Send Root Cause Detections to your Datadog Dashboards
Note: In addition to the integration described below, we have also built a custom Datadog Widget. Select Integrations in your Datadog UI and search for Zebrium for more details (contact Zebrium for further information).
Integration Overview
- Create an API Key in Datadog.
- Create a Datadog Integration in Zebrium using the information from step 1.
- Add Zebrium Root Cause Report events and Log metrics to your Datadog Dashboard.
Integration Details
STEP 1: Create an API Key in Datadog
- From the Main Navigation panel in Datadog, hover over your Datadog Login Name and select Organization Settings.
- Click on API Keys.
- Click the + New Key button.
- Enter a Name for the API Key and click Create Key.

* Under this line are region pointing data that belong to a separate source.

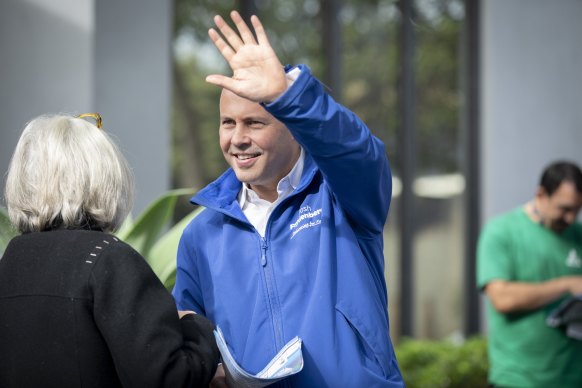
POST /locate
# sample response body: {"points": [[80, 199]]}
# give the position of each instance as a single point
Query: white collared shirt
{"points": [[258, 210]]}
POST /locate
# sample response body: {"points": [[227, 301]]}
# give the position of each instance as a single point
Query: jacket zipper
{"points": [[272, 296]]}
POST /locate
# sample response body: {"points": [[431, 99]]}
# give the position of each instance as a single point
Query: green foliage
{"points": [[148, 236], [7, 231], [443, 364]]}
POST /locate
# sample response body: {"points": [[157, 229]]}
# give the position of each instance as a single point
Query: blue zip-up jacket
{"points": [[319, 271]]}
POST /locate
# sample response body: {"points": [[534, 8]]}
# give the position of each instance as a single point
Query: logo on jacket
{"points": [[573, 260], [308, 218]]}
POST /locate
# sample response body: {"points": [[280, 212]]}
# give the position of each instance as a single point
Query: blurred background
{"points": [[472, 99]]}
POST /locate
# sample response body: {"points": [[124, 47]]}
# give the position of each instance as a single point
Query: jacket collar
{"points": [[221, 194]]}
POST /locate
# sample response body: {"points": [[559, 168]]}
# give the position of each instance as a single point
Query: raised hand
{"points": [[258, 75]]}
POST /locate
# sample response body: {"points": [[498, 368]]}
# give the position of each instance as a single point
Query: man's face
{"points": [[559, 210], [258, 147]]}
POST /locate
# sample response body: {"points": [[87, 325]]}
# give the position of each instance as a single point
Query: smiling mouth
{"points": [[245, 156]]}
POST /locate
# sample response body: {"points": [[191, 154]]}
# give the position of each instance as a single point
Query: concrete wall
{"points": [[531, 95], [77, 56]]}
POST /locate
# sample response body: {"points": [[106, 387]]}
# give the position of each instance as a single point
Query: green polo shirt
{"points": [[523, 350]]}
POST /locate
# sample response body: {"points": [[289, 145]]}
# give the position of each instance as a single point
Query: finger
{"points": [[226, 51], [244, 31], [231, 37], [221, 81], [260, 31]]}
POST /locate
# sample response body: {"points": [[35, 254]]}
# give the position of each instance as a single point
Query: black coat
{"points": [[83, 309]]}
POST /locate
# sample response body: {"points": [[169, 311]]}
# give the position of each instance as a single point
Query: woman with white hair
{"points": [[79, 307]]}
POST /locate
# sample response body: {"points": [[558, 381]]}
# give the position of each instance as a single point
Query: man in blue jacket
{"points": [[290, 242]]}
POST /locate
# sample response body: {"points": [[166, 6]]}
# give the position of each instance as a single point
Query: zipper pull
{"points": [[264, 252]]}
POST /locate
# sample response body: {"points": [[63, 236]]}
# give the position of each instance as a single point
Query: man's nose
{"points": [[240, 135]]}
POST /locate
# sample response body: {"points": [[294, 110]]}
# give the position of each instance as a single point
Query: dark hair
{"points": [[559, 172]]}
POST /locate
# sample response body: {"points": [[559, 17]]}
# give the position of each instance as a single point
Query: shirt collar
{"points": [[285, 186]]}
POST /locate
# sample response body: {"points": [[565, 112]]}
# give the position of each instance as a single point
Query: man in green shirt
{"points": [[528, 261]]}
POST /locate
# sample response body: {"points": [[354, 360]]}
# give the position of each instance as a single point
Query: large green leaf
{"points": [[143, 234], [7, 231], [162, 257]]}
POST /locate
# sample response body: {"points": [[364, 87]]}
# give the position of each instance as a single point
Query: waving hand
{"points": [[258, 75]]}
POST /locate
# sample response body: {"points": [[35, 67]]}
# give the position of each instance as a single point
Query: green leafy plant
{"points": [[150, 234], [7, 231], [443, 364]]}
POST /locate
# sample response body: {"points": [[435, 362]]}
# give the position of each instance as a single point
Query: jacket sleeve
{"points": [[352, 160], [150, 345]]}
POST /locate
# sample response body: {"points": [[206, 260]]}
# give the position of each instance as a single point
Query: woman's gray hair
{"points": [[67, 173]]}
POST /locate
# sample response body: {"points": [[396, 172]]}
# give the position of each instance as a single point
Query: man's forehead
{"points": [[232, 105]]}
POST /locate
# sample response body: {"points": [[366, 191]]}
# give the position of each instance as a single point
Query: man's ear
{"points": [[541, 193]]}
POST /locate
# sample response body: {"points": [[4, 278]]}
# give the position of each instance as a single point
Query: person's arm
{"points": [[510, 297], [150, 345], [352, 160], [498, 277]]}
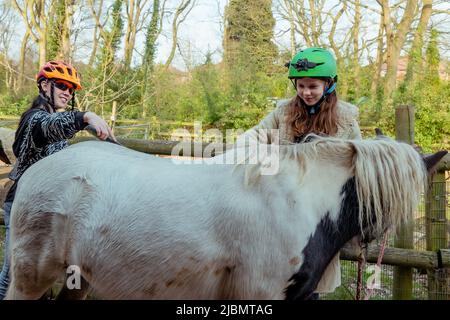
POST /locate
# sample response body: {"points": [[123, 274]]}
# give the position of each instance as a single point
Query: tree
{"points": [[153, 30], [395, 39], [134, 24], [182, 11], [415, 60], [59, 30], [248, 46], [35, 15]]}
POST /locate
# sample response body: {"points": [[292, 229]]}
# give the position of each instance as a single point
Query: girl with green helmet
{"points": [[314, 109]]}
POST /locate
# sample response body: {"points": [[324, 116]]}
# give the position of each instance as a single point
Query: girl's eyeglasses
{"points": [[63, 86]]}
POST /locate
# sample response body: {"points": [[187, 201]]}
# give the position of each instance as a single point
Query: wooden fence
{"points": [[403, 257]]}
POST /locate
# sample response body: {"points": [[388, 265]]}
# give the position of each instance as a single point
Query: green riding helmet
{"points": [[313, 62]]}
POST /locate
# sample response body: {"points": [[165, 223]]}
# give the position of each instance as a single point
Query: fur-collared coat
{"points": [[348, 128]]}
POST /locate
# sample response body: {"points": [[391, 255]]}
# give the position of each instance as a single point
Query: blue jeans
{"points": [[4, 275]]}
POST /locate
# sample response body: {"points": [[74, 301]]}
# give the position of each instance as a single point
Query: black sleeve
{"points": [[49, 128]]}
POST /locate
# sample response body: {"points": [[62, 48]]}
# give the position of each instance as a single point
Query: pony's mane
{"points": [[389, 176]]}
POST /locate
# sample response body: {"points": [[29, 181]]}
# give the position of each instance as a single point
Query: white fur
{"points": [[142, 227]]}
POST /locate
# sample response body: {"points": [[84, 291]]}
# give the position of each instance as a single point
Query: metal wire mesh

- Copy and save the Key for use in STEP 2.
STEP 2: Create a Datadog Integration in Zebrium to Send Detections to Datadog
- From the User menu area in Zebrium, click on the Settings (hamburger) Menu.
- Select Integrations.
- Scroll to the Observability Dashboards section and click on Datadog Events and Metrics.
- Click on the Create a New Integration button.
- Click on the General tab.
- Enter an Integration Name for this integration.
- Select the Deployment for the integration.
- Select the Service Group(s) for the integration.
- Click on the Send Detections tab.
- Click on the Enabled button.
- Enter the API Key created in STEP 1 above.
- Click the Save button.
STEP 3: Add Zebrium Root Cause Report Detections and Log count metrics to any of your Datadog Dashboards
Zebrum sends events and metrics to Datadog as follows:
- Events - events are sent each time a Zebrium Root Cause Report Detection occurs.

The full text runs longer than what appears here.